HLA-A∗24-B∗07-DRB1∗01 Haplotype Implicated with Genetic Disposition of Peak Bone Mass in Healthy Young Japanese Women

Abstract

HLA exhibits the most extensive polymorphism of any of the known human genes and is known as a genetic marker which allows genetic background of many diseases and physical phenomena. In this study, we, therefore, tried to investigate the regulation of HLA polymorphism and peak bone mass (PBM) in order to elucidate the genetic backgrounds of bone metabolism in young women. Subjects were 67 healthy young Japanese women (average age: 23.6 ± 2.6 years, Body Mass Index (BMI): 19.9 ± 2.0 who were randomly chosen. Allelic polymorphisms in HLA class I (HLA-A and -B) and HLA-class II (DRB1) were investigated by PCR-SSOP and PCR-SSP. Vitamin D Receptor (VDR) and Estrogen Receptor (ER) gene polymorphisms were also analyzed. Lifestyle factors, such as exercise and nutrition, were examined by questionnaire. Bone mineral density was examined using with Lunar DPX-L. Subjects who possessed HLA-B∗07 had a significantly lower PBM than those without B∗07 (p < 0.05). All subjects were divided into 3 groups according to HLA haplotypes linked with HLA-B∗07, as follows: A∗24(+/−)B∗07(−)DRB1∗01(+/−), A∗24(+)B∗07(+)DRB1∗01(−), and A∗24(+)B∗07(+)DRB1∗01(+). There were no significant differences between these three groups in factors that affect bone metabolism, such as age, age at menarche, BMI, calcium intake, exercise habits, VDR or ER allele frequency. The HLA-A∗24-B∗07-DRB1∗01 haplotype had a significantly lower Z score in the lumbar spine compared with subjects without this haplotype (p < 0.05). When the Z score was divided by values higher or lower than +1 or −1, all 3 subjects whose Z score was lower than −1.0 were found to have the HLA-A∗24-B∗07-DRB1∗01 haplotype. A significant association between HLA-A ∗24-B∗07-DRB1∗01 and Z score < −1 was found (Yate’s correction χ² = 10.82, p = 0.001, RR = 204). In conclusion, the HLA-A∗24-B∗07-DRB1∗01 haplotype can be considered a new genetic marker implicated with low PBM in healthy young Japanese women.

Introduction

Genetic factors, either alone or through interactions with environmental factors known to affect peak bone mass (PBM), may contribute to the development of osteoporosis later in life [1]. PBM is known to have a strong genetic component, as well-documented in twin 2, 3and family studies 4, 5. Those studies have suggested that heritability contributes to about 60% of the variance in PBM in Caucasian [6]. The mechanisms of this genetic effect has been partially attributed to polymorphism in the vitamin D receptor (VDR) [7]or estrogen receptor (ER) [8]gene.

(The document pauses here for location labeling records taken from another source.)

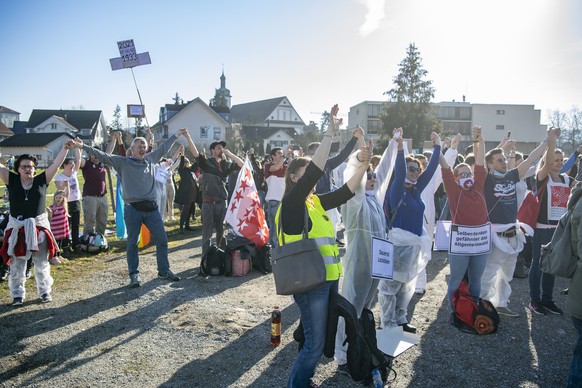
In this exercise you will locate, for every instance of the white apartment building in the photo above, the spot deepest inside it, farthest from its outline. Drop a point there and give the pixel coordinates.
(458, 117)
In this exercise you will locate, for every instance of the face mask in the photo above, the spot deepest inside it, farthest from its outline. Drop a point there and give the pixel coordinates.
(466, 183)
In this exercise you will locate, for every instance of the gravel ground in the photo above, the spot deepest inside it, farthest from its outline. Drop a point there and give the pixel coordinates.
(215, 332)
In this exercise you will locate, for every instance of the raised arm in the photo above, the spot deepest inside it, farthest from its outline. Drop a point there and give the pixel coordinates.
(191, 145)
(51, 171)
(571, 160)
(232, 156)
(320, 156)
(78, 159)
(478, 145)
(363, 156)
(550, 156)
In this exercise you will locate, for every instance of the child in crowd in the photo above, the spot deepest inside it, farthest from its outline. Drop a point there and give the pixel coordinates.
(58, 214)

However, this has not been confirmed in the general population. One reason is that the distribution frequencies of VDR and ER gene polymorphism were found to differ according to race 9, 10, 11, 12, 13. In particular, the distribution of VDR alleles observed in other ethnic populations has not been found in the Japanese population [9]. Thus, there may be racial differences in genetic background associated with bone metabolism, and racial differences in PBM values have been reported. In fact, PBM in young Japanese women has been reported to be lower even in the same environment after adjusting for height and weight [14].

HLA possesses the most extensive polymorphism of any of the known human genes and also is strongly associated with racial differences and numerous diseases [15]. Additionally, it has played an important role in elucidating the genetic background of many diseases and physical phenomena 16, 17. We decided to examine HLA polymorphism as a possible genetic marker implicated with PBM in Japanese. This is the first report of an association between HLA polymorphism examined at the DNA level and PBM in young Japanese women.